Bang Bang Pie & Biscuits is located at 2051 N. California, and 4947 N. Damen.
5 Loaves Eatery
The vibe of this South Side eatery (a few doors down from Lem’s Bar-B-Q) is like a big hug, and the soul food breakfast lives up to it in every way, whether you want something sweet like the lemon-poppyseed pancakes with the housemade buttery syrup, or something more savory like chicken and waffles or shrimp and grits. Go early on weekends and prepare to wait—the church ladies come out in force here.
5 Loaves Eatery is located at 405 E. 75th St.
Potatoes from Maiden Voyage, photo via Michael Gebert.
The Maiden Voyage Cafe
The latest business to take over the Montrose storefront of the dearly departed Angel Food Bakery still has the cute pastel-colored interior and a nice array of homey baked goods, plus a short but sufficient menu of bagel sandwiches and breakfast plates. My favorite is a plate of eggs, potatoes and—surprisingly—brussels sprouts, which in an apparent attempt to break the association with angels is named The Nihilist.
The Maiden Voyage Cafe is located at 1636 W. Montrose.
Like a horror novel that just keeps getting darker and darker, Cafe Marie-Jeanne’s breakfast menu starts innocently enough with maple-pecan oatmeal and two eggs, any style. Then it begins: caviar toast. Boudin noir. Sautéed calf brains. This place isn’t wearing a French name for nothing; it’s serving full-on, meaty Gallic food, including offal, first thing in the morning. If you can’t handle it, they bake their own pastries, too, but the scary stuff is pretty good (and honestly, the trout omelet isn’t scary at all and it’s a thing of beauty).
Cafe Marie-Jeanne is located at 1001 N. California.

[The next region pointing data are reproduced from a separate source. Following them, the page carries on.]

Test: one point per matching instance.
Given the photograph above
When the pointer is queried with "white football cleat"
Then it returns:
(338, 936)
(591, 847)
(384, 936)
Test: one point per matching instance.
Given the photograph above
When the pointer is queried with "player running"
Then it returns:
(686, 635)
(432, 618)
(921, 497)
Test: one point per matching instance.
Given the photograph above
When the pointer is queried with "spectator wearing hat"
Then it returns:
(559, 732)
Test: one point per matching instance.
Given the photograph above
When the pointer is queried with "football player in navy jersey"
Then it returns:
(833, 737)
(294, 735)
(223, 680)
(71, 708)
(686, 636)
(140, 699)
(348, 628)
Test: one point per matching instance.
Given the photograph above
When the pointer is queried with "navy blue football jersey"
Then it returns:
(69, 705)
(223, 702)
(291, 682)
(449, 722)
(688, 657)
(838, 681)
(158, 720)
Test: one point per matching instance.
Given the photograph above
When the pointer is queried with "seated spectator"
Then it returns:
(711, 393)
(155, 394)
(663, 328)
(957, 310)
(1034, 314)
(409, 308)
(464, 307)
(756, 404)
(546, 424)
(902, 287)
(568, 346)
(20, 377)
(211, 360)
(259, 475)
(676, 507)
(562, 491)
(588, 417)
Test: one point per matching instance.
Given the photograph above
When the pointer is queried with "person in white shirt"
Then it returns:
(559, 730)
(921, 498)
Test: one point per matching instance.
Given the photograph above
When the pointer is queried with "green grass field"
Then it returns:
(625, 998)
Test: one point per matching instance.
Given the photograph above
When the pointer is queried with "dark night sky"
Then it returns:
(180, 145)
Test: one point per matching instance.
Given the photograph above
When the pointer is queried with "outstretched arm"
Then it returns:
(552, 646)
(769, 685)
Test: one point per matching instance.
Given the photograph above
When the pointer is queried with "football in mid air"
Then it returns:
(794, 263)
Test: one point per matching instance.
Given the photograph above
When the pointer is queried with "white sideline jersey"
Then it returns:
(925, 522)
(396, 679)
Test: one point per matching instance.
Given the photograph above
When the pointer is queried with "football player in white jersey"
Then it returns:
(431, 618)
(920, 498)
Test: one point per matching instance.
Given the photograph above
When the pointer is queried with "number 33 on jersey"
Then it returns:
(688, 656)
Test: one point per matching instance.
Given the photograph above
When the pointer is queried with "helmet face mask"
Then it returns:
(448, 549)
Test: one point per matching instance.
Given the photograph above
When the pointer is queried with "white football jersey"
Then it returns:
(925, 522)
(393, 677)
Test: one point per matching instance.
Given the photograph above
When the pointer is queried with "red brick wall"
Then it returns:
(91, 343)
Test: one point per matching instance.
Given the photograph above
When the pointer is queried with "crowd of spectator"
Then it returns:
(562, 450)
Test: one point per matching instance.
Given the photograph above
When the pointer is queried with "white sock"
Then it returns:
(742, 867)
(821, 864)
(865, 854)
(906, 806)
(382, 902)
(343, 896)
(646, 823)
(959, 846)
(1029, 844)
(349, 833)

I’m always tempted on the way to Cafe Marie-Jeanne by Spinning J, and vice versa, since they’re across from each other and both neighborhood gems. Where Marie-Jeanne goes French, this place is Americana, with its reconstructed 1928 soda fountain. Again, you could just make breakfast out of pie, but there are also breakfast sandwiches and quiche to start your day.
Spinning J is located at 1000 N. California.
The Growling Rabbit
If it wouldn’t be brunch without standing in line, try a weekend seating at Growling Rabbit, a rare new breakfast spot in Edgewater. They make waiting around dorm-room comfy with couches and board games. Once you get seated, go eclectic: most dishes sound like two dishes mashed together (“Brunch ham and brie wafflewich”) and nothing is wrong with that.
The Growling Rabbit is located at 5938 N. Broadway.